The Metro Board voted to allow sales on Metro property anywhere outside the areas of the Metrorail system that riders must pay to access. But a promise to local jurisdictions suggests it could take months to set up shop.
WASHINGTON — Metro just made it easier to sell food and drinks at stations and to place vending machines or shops on station platforms, but actually making that happen could still be a lengthy process.
The Metro Board voted Thursday to allow the sale of food and drinks on Metro property anywhere outside the areas of the Metrorail system that riders must pay to access.
The approval also allows Metro staff to permit any other commercial activity anywhere on Metro property that does not interfere with service, which could include allowing vending machines, flower shops and more, even on station platforms.

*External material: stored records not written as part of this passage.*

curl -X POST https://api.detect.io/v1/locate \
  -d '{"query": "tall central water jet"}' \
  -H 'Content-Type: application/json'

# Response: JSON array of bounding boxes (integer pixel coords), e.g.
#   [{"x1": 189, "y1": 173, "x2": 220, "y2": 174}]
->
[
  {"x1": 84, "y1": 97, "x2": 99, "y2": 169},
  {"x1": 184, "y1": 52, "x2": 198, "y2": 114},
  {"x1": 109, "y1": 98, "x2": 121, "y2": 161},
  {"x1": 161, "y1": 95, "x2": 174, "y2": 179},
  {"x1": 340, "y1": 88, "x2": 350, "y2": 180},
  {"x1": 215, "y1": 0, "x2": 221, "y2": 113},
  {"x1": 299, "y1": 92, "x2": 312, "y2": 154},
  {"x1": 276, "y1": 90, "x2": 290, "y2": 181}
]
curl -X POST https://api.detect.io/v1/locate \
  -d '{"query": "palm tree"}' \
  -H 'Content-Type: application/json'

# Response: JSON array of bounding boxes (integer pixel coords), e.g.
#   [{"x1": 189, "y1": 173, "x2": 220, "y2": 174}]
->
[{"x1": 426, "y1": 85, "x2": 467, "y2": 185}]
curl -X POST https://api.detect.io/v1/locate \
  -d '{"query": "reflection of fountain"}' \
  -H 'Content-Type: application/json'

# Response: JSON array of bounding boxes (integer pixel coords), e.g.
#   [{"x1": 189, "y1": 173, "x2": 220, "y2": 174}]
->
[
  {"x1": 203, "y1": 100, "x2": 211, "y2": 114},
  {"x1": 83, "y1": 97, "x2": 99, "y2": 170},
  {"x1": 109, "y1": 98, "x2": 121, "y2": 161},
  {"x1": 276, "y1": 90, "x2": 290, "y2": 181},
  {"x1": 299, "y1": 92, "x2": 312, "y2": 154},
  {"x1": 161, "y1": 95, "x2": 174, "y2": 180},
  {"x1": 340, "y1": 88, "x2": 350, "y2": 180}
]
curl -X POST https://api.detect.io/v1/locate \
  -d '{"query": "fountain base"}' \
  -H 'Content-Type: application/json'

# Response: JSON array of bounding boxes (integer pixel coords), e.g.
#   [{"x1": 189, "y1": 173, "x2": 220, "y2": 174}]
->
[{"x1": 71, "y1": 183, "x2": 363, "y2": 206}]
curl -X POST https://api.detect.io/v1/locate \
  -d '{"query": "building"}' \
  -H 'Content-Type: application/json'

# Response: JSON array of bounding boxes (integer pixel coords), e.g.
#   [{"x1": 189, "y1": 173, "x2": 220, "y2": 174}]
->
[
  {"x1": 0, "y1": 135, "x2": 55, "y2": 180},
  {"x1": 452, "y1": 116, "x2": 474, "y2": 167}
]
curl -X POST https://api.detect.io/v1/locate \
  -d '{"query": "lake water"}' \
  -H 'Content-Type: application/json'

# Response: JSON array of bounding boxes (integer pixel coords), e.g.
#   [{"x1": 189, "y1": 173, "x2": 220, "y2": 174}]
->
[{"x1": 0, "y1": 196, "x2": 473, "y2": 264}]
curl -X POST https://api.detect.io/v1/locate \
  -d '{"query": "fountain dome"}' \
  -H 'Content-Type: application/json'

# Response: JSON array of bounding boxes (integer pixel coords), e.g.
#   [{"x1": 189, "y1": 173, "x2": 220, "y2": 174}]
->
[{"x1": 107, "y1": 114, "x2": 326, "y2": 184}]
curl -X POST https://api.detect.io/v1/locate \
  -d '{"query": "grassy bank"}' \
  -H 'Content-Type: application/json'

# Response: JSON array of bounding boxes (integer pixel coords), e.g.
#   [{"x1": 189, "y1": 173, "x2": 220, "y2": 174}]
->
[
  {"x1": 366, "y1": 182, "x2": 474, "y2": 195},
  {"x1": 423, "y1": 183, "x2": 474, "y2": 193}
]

However, a promise to local jurisdictions provided alongside the new use regulations suggests it could take months for anyone interested in taking advantage of the newly streamlined process to actually set up shop.
Northern Virginia jurisdictions had been concerned that Metro could approve uses like food trucks in Metro parking lots, right next to an area where the local government had been trying to boost small businesses, or that it could create other situations in which a use on Metro property conflicted with what area residents want, or with a local government’s goals.
Arlington Metro Board member Christian Dorsey said a memorandum outlining how Metro staff will handle use applications promises that Metro will alert any impacted jurisdiction before a permit is approved, with notification every three months of any projects in the pipeline, to allow time for the local government to express any concerns.
“We weren’t asking for that much time, but that seems to be something that works for them,” Dorsey said after the meeting.
Some commercial or other uses of Metro property could still be approved more quickly than that in unique circumstances, he said. The notice requirement could also avoid situations where Metro approves a use only for a local government to block it.
“There will probably be times where Metro will say: ‘Look, this is all it is. Can we move forward with it?’ And those easy ones hopefully will happen, but then maybe the more-complex ones will go through that process,” Dorsey said.
The promise of advance notice addressed some of Dorsey’s concerns, and he joined the board to vote unanimously in favor of the new use regulations.
Eating and drinking in the Metro system will remain against the law.
Metro Board Chairman Jack Evans is hopeful Metro could make money from permit fees, leases or a share of revenue from vending machines, food sales or other new commercial uses of Metro facilities, but he had no estimate of what the change could mean for Metro’s budget.
“I think it’s a great idea. They do it in transit systems all across the country and the world,” Evans said.
“Metro needs to really be dragged into the 21st or 22nd century — wherever we are — as far as advertising, as far as selling things, as far as a system that’s much more lively like the systems I’ve visited all across the world, so I hope we’re gradually getting there,” Evans said.